Voilà une illustration supplémentaire de la citation de l’écrivain et scénariste Henri Jeanson (1900-1970), « On ne fait pas de bonne littérature avec de bons sentiments ». Même si le but est louable, sensibiliser le jeune public à la défense et la protection de la nature [ici la forêt de Bornéo, en Indonésie, où vivent les orangs-outangs, détruite pour être remplacée par des plantations de palmiers à huile, avec la complicité du gouvernement (huile produite à 85 % par l’Indonésie et la Malaisie, et première consommée au monde car peu couteuse à produire et au rendement élevé], le film est, non seulement, manichéen mais a une trame narrative assez mince [loin du « Livre de la jungle » (1894) de Rudyard Kipling (1865-1936) et bien sûr des films d’animation d’Hayao Miyazaki, fervent défenseur de la nature depuis ses débuts, de façon plus subtile et originale], et mièvre, façon Martine se perd en forêt, Martine découvre les animaux sauvages, Martine fait sa rebelle :
Kéria, adolescente métisse, androgyne, végane et égoïste, dont le père européen travaille dans une palmeraie (sa mère a été tuée par un léopard, fauve pourtant absent de Bornéo mais présent à Java), recueille un bébé orang-outang non sevré, Oshi, et apprend à mieux connaitre son cousin indigène Punan, Sélaï, dont la communauté tente de s’opposer à la déforestation
. L’honneur est sauf car cela reste politiquement correct.
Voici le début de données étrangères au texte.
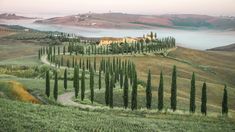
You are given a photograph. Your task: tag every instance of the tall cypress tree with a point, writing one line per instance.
(83, 85)
(107, 88)
(92, 84)
(160, 93)
(56, 86)
(47, 84)
(125, 92)
(173, 90)
(100, 78)
(192, 95)
(75, 77)
(148, 91)
(204, 99)
(225, 102)
(65, 79)
(121, 78)
(76, 86)
(111, 86)
(134, 92)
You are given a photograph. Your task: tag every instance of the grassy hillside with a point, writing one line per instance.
(16, 91)
(17, 116)
(204, 64)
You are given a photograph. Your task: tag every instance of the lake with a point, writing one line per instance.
(196, 39)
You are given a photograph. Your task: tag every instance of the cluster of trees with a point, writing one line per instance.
(123, 48)
(117, 71)
(75, 47)
(173, 97)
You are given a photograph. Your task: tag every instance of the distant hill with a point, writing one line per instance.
(12, 16)
(230, 47)
(121, 20)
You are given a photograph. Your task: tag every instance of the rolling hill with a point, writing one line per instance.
(121, 20)
(230, 47)
(12, 16)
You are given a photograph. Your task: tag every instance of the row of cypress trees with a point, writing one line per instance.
(173, 97)
(112, 70)
(125, 48)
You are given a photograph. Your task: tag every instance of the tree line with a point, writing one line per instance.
(123, 73)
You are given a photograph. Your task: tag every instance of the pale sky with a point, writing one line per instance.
(65, 7)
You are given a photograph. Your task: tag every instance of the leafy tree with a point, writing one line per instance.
(149, 91)
(65, 79)
(92, 84)
(83, 85)
(204, 99)
(47, 83)
(173, 90)
(160, 93)
(225, 102)
(192, 95)
(134, 92)
(125, 92)
(56, 86)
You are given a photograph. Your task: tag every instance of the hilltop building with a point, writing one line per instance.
(110, 40)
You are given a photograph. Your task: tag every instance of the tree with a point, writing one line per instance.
(225, 102)
(107, 88)
(160, 93)
(100, 78)
(148, 91)
(56, 86)
(125, 92)
(92, 84)
(173, 90)
(47, 84)
(83, 85)
(111, 86)
(192, 95)
(65, 79)
(121, 78)
(76, 81)
(204, 99)
(134, 92)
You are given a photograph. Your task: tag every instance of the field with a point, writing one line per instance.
(56, 118)
(19, 63)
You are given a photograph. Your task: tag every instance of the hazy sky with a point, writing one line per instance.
(63, 7)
Le vrai sujet, tout aussi politique, malheureusement effleuré, au début, est celui de l’altérité, le qualificatif sauvage étant péjoratif (alors qu’étymologiquement, il vient du latin sylvaticus, forestier, de la forêt : les forestiers brutalisent les arbres comme des sauvages, Kéria considère son cousin Sélaï, chasseur-cueilleur comme un sauvage, chassant à la sarbacane et marchant pieds nus. Heureusement la qualité de l’animation en stop-motion, ainsi que le fond sonore réaliste de la forêt, sauvent le film, un peu long (80 mn)
et qui s’achève par la chanson « Tous les cris les S.O.S. » (1985) de Daniel Balavoine (1952-1986).